When you say “many don’t”, I read it as assuming “everyone important doesn’t”, while I suspect that even if ranklers are the minority, they’d be the most likely to be able to make significant differences through changing their own behavior.
I’ve no idea how to find out which of us is right!
I couldn’t relate to this, so I honestly don’t think that’s it. These things you think people don’t get, to me seem both intellectually and emotionally obvious to any sane and rational person from an early age, and something that we all think deeply and long about. We’d hardly be having this discussion if that weren’t the case!
I actually really like that. It seems the obvious choice now you say it, but I’d not thought it.
Huh, wait up there. Lemme try something. Smoothest to rankliest:
British Advantage.
British Privilege.
Advantage.
Unearned advantage.
Undeserved advantage.
Privilege.
Unearned privilege.
Undeserved privilege.
White Advantage.
White Privilege.
OK! Bit of a shock to me, likely no surprise to you. Revising my thoughts based on that ranking!

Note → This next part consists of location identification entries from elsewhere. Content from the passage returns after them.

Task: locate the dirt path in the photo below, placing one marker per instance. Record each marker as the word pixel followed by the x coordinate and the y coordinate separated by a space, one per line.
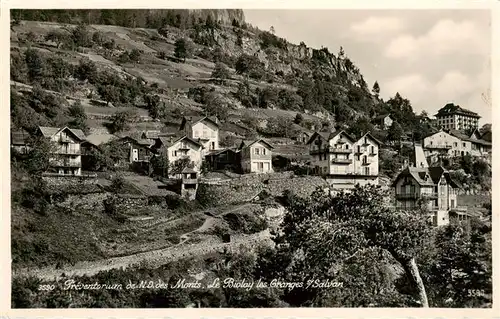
pixel 151 259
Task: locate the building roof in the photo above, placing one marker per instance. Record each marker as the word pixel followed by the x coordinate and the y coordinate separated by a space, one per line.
pixel 327 136
pixel 196 119
pixel 450 109
pixel 464 137
pixel 98 139
pixel 19 137
pixel 383 116
pixel 168 141
pixel 372 137
pixel 248 143
pixel 217 152
pixel 428 176
pixel 48 131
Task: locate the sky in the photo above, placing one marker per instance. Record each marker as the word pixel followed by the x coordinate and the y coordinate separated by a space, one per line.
pixel 431 57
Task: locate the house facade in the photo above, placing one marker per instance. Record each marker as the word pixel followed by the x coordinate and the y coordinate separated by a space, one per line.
pixel 178 148
pixel 256 156
pixel 224 159
pixel 456 143
pixel 203 129
pixel 19 141
pixel 343 160
pixel 66 154
pixel 454 117
pixel 384 121
pixel 431 188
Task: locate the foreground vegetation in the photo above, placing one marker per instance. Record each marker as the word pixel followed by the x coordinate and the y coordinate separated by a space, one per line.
pixel 382 258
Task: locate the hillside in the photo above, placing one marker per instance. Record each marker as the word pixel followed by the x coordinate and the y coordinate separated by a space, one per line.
pixel 126 60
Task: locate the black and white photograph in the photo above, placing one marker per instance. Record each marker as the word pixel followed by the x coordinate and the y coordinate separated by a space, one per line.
pixel 250 158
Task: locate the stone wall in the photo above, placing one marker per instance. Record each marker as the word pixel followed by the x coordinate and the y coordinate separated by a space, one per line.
pixel 245 188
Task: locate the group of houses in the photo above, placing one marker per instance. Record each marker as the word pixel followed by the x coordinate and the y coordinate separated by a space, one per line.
pixel 341 159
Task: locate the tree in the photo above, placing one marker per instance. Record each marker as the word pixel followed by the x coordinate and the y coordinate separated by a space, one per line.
pixel 77 112
pixel 215 106
pixel 395 132
pixel 179 165
pixel 34 63
pixel 183 49
pixel 376 89
pixel 121 120
pixel 81 36
pixel 109 93
pixel 220 72
pixel 57 36
pixel 321 234
pixel 298 119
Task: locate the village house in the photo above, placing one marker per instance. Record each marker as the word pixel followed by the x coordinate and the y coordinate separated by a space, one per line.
pixel 137 151
pixel 92 144
pixel 454 117
pixel 224 159
pixel 203 129
pixel 343 160
pixel 66 155
pixel 19 141
pixel 384 121
pixel 256 156
pixel 431 188
pixel 179 147
pixel 453 143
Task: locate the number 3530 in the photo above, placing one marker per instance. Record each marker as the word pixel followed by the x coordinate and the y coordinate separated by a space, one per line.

Firstly, “British ~” acts as a mental smoother. I’m fine if it’s an advantage based on nationality/culture. I’m strongly pro-immigration, I’m happy about sharing that type of privilege, and it’s one that can’t be taken from me.
But I put the “White ~” items last, so apparently I have a stick up my ass about being defined by skin color. Well, who wouldn’t? But it’s not a fear response, I don’t think - “white” can’t be taken from me, but I don’t know how to share this privilege with others, which sucks. And then, all my life I’ve been taught it’s Not OK to call out on the basis of color, and that culture is the thing that matters. Perhaps this is an EU/US difference: colored friends who’ve been to the EU have remarked with wonder that their American accent was what everyone noticed and remarked on, rather than their skin color. Culture, not hue.
But for the rest, I think maybe the rankle is, as you say, a defensive/protective thing. The ranklier a term is in that list, the more that, to my ear, it implies removing the advantage, making life worse for me: the smoother it is to me, the more it implies instead helping to lift others up to the same level, making life better for them. Can advantages be shared, and privileges not? Apparently so, to my ur-brain.
But because @daneel put that spanner in my works by pointing out how the discomfort may be an important part of the process… I’m honestly not sure any more that it’s a problem.
I think that “privilege” as a term has achieved such traction exactly because it’s toothy. I hate it. It derails or just ends good discussions… but it makes a point, the point is important, and it’s hard to argue against.